Tributaries (side channels) flow into the main channel, called the
trunk stream. The array of interconnecting streams
together constitutes a drainage network. Geologists
recognize several distinct geometries of drainage
networks.
-Dendritic (A=links)
When rivers flow over a fairly uniform substrate with a
fairly gentle slope. Looks like a tree.
-Radial(B= rechts)
Drainage network forming on the surface of
a cone-shaped mountain, such as a volcano.

, -Rectangular (C=links)
At places where vertical joints break up the ground.
-Trellis (D=rechts)
At places where a drainage network develops across a landscape of parallel valleys and ridges. The place

where a trunk cuts across a ridge is a water gap.
-Parallel: On a uniform fairly steep slope, several streams with
parallel courses develop simultaneously.
A drainage network collects water from a region called a
drainage basin, catchment or watershed. The highland or ridge
separating one watershed from another I called a drainage
divide. A continental divide separates drainage that flows into
one ocean from drainage that flows into another.
In a gaining steam, the volume of water increases in the
downstream direction, whereas in a losing stream, the volume of water decreases in the downstream
direction. Which system it is depends on: (1) amount of water entering the stream from tributaries,
because water coming from tributaries can replace water lost to evaporation or to infiltration into the
streambed; and (2) depth of water table relative to streambed, because if the streambed lies below the
water table, then groundwater flows up into the stream through springs.
A permanent stream flows all year long, whereas ephemeral streams flow for only part of the year. If
the water table generally lies above the streambed, the stream is permanent. All
ephemeral streams are losing streams (water table lies at depth below the
streambed so water sinks down through the streambed) BUT not all losing
streams are ephemeral. Permanent losing streams are those whose headwaters
lie in wetter region, so the stream receives more water from its upper reaches
than it loses to infiltration or evaporation in its lower reaches. The dry channel
of ephemeral streams are called dry wash, wadi or arroyo.
Since streambeds are permeable, water from a permanent stream mixes with
groundwater in a region beneath the streambed called the hyporheic zone.
Water in this zone flows in the same direction as the stream but not so fast. Wadi

17.3 Describing flow in streams; Discharge and turbulence
Discharge: the volume of water passing a reference point in a given
time.

D= Ac x va (Ac= crossectional area in m3 and Va= average velocity)

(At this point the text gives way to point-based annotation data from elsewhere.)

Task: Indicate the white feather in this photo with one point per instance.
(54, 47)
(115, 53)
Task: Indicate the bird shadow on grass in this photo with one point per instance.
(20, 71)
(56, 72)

Discharge depends on the size of the watershed, on whether the stream
is gaining or losing and on the amount of rain or snow falling in the
watershed. Velocity differs at a certain pint because friction along the
sides and bed of the stream slows the flow at those points. The amount by which friction slows the flow
depends both on the roughness of the walls and bed and on channel shape. Rougher walls slow the floor
more and a wide shallow stream channel has a larger wetted perimeter (the area in which water touches
the channel walls) than does a semicircular channels, so water flows more slowly in the shallow stream.